Court Jester

The Jester and the Fool. The Buffoon and the Idiot. Entertainers all?

It was quite common in medieval times for kings to employ a court jester to entertain at royal events. Although occasionally dressing as any servant, it was more usual for a jester to don an outlandish costume, one that suited the various actions of juggling, song and dance. Beyond the world of the court, jesters—sometimes referred to as fools—found their way into theatre, most notably the works of Shakespeare.

In both court and theatre, the jester or fool had a secondary role beyond mere entertainment. They were often artful and witty satirists, deftly ridiculing both king and guest. As noted in the writings of Shakespeare, the jester was a skillful actor whose cleverness was an inherent quality and a pre-requisite to success. In his play
Twelfth Night, he describes the jester Feste as “wise enough to play the fool.” In real life, a story is told of George Buchanan, jester to James the VI of Scotland, who tricked the king (briefly) into abdicating the throne to the jester, himself!

Danny Kaye, arguably one of the most gifted entertainers of all time, gave a convincing performance in the 1956 film
“The Court Jester”. In this movie, he joins with freedom fighters to expose the illegitimate king and cast off the shackles of tyranny. In the process he rescues and restore the rightful heir to the throne. Indeed, there was a social, entertaining, political, and literary role for court jesters and fools.

By contrast, buffoons and idiots are bereft of any social grace or value. In general, they do not possess any inherent qualities or wisdom. Not that they cannot also be entertaining. The difference is an oft-quoted distinction not to be forgotten: The jester or fool is someone we laugh
with, the buffoon or idiot is someone we laugh at. The jester knows he is a fool and does not take his antics seriously. The buffoon, usually unaware that he is an idiot, takes himself very seriously, assuming delusional importance.

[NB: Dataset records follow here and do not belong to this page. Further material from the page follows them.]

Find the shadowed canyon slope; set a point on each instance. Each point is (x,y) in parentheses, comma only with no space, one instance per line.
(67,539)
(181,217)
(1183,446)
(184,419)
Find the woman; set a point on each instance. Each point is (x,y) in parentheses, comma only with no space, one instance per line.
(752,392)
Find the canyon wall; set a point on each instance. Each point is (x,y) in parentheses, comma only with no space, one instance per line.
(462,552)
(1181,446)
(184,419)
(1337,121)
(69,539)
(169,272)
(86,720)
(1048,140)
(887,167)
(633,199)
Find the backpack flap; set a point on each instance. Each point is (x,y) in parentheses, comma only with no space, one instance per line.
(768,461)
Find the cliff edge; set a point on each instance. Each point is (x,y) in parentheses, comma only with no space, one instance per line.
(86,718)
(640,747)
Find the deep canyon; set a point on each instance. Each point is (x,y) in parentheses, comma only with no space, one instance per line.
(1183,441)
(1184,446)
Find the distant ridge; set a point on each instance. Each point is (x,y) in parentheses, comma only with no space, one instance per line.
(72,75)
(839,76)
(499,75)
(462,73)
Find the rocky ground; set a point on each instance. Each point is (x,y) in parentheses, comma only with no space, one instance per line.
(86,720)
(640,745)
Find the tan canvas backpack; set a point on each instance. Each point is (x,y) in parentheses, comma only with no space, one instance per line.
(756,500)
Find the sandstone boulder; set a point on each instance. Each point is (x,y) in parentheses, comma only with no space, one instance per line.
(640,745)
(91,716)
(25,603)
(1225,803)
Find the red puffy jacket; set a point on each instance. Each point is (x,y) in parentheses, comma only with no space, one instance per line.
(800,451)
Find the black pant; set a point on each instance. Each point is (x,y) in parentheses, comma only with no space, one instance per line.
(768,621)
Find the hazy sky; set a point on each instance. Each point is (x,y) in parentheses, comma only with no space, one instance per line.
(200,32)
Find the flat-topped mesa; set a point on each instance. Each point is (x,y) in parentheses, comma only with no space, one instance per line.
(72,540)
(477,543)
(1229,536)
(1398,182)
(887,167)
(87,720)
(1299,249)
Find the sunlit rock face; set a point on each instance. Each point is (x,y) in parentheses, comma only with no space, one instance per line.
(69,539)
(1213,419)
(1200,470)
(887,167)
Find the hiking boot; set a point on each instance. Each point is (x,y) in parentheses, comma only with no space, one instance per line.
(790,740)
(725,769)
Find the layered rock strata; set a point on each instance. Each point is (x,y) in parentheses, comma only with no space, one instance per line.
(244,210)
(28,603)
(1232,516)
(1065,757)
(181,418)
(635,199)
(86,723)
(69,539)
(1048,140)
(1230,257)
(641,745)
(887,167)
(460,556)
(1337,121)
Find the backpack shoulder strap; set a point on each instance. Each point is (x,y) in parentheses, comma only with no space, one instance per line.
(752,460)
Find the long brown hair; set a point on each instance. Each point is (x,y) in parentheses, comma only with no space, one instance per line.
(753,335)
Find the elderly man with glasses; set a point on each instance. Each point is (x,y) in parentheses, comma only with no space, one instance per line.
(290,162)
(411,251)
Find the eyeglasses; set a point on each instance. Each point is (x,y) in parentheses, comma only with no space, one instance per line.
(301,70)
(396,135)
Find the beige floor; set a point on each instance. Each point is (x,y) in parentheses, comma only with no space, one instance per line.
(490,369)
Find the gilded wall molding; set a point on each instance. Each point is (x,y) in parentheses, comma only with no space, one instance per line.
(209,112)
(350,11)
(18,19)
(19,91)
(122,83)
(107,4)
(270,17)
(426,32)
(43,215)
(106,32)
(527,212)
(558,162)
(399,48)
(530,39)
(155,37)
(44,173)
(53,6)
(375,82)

A casual observer of modern America would suggest that the jester has returned. In entertainment, one need only look to television and the news media. They continually foist the absurdities of Donald Trump on an unsuspecting public. But is Trump a jester?

A careful observer would recognize not the resurgence of a jester, but the ubiquitous presence of a buffoon. Perhaps Trump intended to perform the role of jester or fool. Personally, I think that is too kind. A more accurate assessment is that Donald Trump is a buffoon who has clearly crossed the line. He has become merely an idiot.

Trump’s “birther” nonsense reached new heights when he made his offer to donate $5 million dollars to charity if President Obama would turn over his academic records and passport applications. Of course, it was not the campaign “game changer” that Trump promised. It was merely another example of his insatiable desire for attention. He proved this in his reaction to last night’s election tweeting that the election was “a total sham and a travesty”, that “the electoral college is a disaster for democracy” (even though Barak Obama won the majority of the popular vote, also!), and finally claiming, “We are not a democracy”.

Jester, fool, buffoon or idiot, there is something quite serious at play here. Trump will never achieve the self-importance that drives him to absurdity, both in thought and action. As the clever quip states, Trump “is a legend in his own mind.” Outside that mind, he gets a lot of attention. Therefore, it seems appropriate to question the media.

Is there any merit or justification to the attention Trump receives from television radio and print? If he contributed anything of value to American society, even if it were only being a jester, the answer would be yes. But he does not. The American media are simply playing into the hands of a self-indulgent buffoon. The fact that he is also a megalomaniac, makes all this attention dangerous. But there may be hope.

Trump’s real estate investments are ubiquitous, his buildings eponymously named. When Hurricane Sandy hit shore in Atlantic City, she seemed to take dead aim at Trump Plaza. It was quite a sight. The lights that usually spell out Trump’s name were like the lights in his head. They were out. Darkened. Nobody home. Perhaps the various media outlets could take a cue from Hurricane Sandy.

Sometimes we take ourselves too seriously, stripping the fun from life and politics. Maybe America would be well served by some incarnation of the court jester, a person wise enough to play the fool and entertain. One thing is certain, however. We do not need a buffoon. We do not need “Donald Trump, American Idiot”!